On the Sabbath day that Margeret was eighteen, she was still thinking, as she sat in the meeting-house, of the peril that had hung over them so long. Master Hapgood, the minister, was bringing to its close a sermon grown no shorter than of old, although age had bowed his shoulders and weakened his mighty voice. The pale yellow of a winter sunset showed for a few minutes behind the windows, gilded the blank white walls and faded away again. A dank chill crept over the meeting-house, children drew their feet up under them and men and women wrapped themselves closer in their grey cloaks.
“And now, brethren,” Master Hapgood was saying, “there is time left for contribution, wherefore, as God has prospered you, so freely offer.”
One by one the little congregation went forward, each to deposit his gift; first the Assistants, then the Tything Men, then the humbler goodmen of the town. Some laid down money, more, such produce as they could spare, corn or fruit or fresh eggs. Samuel Skerry, shuffling down the aisle, brought as small a copper coin as the currency afforded and looked at it regretfully as he laid it down. Roger Bardwell, at the end of the line because he was the youngest of all the householders, brought a basket of dried corn of his own growing. He no longer dwelt with the shoemaker, but had built himself a little cottage and was coming to prosperity by tending fields of his own.
After the men had gone back to their seats there went forward those women who had no husbands or fathers or brothers there to carry the offering for them. Old Goody Parsons, limping and sighing, was still able to toil up the aisle with her contribution, a pair of stout knitted hose; behind her came Goodwife Page whose husband was away at sea. Last of all walked Margeret Radpath, slight, erect and fair, bringing her offering since there was no one to do it for her. How did she know, she who kept her eyes upon the ground as she went, that of the many glances that followed her, Roger Bardwell’s was the most earnest gaze of all, never leaving her face even after she came back to sit alone upon the bench beneath the window?
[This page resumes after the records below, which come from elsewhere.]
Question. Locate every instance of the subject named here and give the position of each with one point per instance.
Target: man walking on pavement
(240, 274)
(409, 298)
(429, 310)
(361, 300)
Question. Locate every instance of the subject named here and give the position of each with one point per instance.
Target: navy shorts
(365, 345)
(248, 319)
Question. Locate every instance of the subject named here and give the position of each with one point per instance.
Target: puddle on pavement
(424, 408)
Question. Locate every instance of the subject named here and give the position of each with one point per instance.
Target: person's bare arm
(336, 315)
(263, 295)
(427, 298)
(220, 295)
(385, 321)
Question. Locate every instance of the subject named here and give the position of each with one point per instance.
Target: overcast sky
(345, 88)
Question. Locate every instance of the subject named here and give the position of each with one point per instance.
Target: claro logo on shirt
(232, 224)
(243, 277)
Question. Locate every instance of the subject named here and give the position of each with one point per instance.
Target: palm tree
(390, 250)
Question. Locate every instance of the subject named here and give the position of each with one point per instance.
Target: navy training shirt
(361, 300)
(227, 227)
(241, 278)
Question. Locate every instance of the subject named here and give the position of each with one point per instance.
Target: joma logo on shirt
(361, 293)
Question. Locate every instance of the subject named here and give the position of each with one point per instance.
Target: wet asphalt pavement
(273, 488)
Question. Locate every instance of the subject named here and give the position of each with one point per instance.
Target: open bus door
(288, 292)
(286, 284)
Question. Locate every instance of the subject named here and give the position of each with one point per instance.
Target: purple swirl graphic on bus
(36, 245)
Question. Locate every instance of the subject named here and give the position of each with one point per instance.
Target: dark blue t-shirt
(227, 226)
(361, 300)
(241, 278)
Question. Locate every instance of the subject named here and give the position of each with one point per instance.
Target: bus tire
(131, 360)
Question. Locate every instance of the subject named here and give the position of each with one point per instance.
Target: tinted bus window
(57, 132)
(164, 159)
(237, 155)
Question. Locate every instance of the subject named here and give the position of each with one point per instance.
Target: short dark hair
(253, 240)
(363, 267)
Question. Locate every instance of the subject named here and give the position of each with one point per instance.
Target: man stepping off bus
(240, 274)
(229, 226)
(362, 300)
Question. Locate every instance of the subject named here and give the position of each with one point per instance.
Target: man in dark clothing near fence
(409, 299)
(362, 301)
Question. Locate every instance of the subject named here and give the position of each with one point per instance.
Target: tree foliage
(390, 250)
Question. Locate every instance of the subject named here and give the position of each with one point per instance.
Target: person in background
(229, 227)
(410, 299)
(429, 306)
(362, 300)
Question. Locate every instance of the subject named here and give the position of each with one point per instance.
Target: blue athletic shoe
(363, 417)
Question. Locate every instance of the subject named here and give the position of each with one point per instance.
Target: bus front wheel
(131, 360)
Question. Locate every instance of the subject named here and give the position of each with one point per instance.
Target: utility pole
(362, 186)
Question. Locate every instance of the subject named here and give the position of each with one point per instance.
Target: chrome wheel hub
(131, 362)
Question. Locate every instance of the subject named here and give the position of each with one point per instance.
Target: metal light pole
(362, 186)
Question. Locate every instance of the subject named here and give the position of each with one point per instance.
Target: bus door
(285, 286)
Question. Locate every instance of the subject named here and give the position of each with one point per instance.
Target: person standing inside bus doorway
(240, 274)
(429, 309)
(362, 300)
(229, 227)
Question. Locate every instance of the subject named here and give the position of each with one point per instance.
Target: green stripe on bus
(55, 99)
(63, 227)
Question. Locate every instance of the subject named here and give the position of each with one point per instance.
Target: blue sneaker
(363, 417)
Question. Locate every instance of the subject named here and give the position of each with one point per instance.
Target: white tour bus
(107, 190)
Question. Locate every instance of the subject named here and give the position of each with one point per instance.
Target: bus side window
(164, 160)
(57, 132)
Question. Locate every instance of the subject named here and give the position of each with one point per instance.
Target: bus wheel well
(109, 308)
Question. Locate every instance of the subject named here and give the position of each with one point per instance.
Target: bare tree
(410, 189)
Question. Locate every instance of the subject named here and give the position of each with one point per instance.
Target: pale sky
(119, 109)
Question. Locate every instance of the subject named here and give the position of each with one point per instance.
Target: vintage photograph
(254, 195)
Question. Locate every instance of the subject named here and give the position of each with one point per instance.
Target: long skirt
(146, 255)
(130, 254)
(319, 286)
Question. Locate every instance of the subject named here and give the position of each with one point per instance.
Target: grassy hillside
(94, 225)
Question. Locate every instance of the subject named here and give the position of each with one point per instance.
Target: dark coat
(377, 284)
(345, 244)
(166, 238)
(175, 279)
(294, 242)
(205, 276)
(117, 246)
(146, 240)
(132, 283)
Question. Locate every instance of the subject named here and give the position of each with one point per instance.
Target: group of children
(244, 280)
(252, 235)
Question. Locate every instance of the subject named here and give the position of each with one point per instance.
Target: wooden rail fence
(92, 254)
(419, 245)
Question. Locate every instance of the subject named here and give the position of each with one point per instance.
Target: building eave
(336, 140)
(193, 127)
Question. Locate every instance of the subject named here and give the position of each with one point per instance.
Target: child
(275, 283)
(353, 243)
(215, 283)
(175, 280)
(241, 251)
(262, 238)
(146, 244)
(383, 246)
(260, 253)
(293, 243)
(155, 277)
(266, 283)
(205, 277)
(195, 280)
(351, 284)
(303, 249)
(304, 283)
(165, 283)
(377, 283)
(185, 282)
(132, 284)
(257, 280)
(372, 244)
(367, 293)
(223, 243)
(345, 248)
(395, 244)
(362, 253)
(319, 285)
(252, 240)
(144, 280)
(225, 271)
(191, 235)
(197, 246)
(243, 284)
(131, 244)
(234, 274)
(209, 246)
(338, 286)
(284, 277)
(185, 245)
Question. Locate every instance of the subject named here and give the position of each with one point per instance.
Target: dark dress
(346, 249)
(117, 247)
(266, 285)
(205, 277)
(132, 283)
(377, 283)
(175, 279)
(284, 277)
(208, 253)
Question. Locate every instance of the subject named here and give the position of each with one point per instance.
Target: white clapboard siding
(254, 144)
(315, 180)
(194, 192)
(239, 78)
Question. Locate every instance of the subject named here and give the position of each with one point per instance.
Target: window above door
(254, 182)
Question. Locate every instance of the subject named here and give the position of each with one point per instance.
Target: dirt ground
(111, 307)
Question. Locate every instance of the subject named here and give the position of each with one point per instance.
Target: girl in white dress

And where were Master Simon and Mistress Radpath? Margeret’s mother had died the year before, and slept now in the windswept grave-yard on the hillside, while Master Simon, upon whom old age had seemed to come overnight after his wife’s death, sat at home, too worn and feeble to leave his own fireside. His unbroken spirit, however, still shone warm and bright within him, and to his house still came all who were in need or trouble, to seek advice and help. Under his directions and by means of Margeret’s busy hands and Roger Bardwell’s, the garden still bloomed as fair as ever.
“’Tis the flowers have the best of us,” Master Simon would say when now and then on summer days he could limp forth to see the rows of blossoms and the tall-growing shrubs. “The old age of a garden is fairer and lustier than its youth, and it comes to its greatest glory when tended by the children’s children of the man who planted it.”
Since Master Simon’s fields must be tilled by other hands now, and their living therefore had grown less abundant, Margeret had become mistress at the little school, built beyond the meeting-house at the end of a winding lane. It was hard often for her to sit so many hours within doors, listening to the children droning away at their lessons, when she was so used to being in the fresh air the live-long day. She made a good school-mistress, nevertheless, as was proved by the lessons so well learned under her careful eye, although the bundle of birch rods, the former master’s most familiar tool, lay upon its pegs above the door, so little used that a delicate spider web, spun between the tips of its twigs, had hung there the whole year through. The children came laughing and romping down the schoolhouse lane with many a tribute of flowers and red apples for the teacher they loved. One day, a pleasant, growing, Spring day, when she was most impatient to be outside, she had seen the little daughter of Goodwife Page, playing with a long, dusty sunbeam that fell from the high window across her spelling-book. When the child looked up anxiously, fearing reproof, Margeret had only smiled in return and the little girl had gone happily back to her work.
“After all,” Margeret thought, as she looked about her at the fresh, bright faces, “this is only another kind of a garden.”
And often, on summer days, when the air was quiet and the children’s voices filled the room with a busy humming like a hive of bees, she would think of the lives and characters that they were building up for themselves and remember Master Simon’s line:
“The singing masons building roofs of gold.”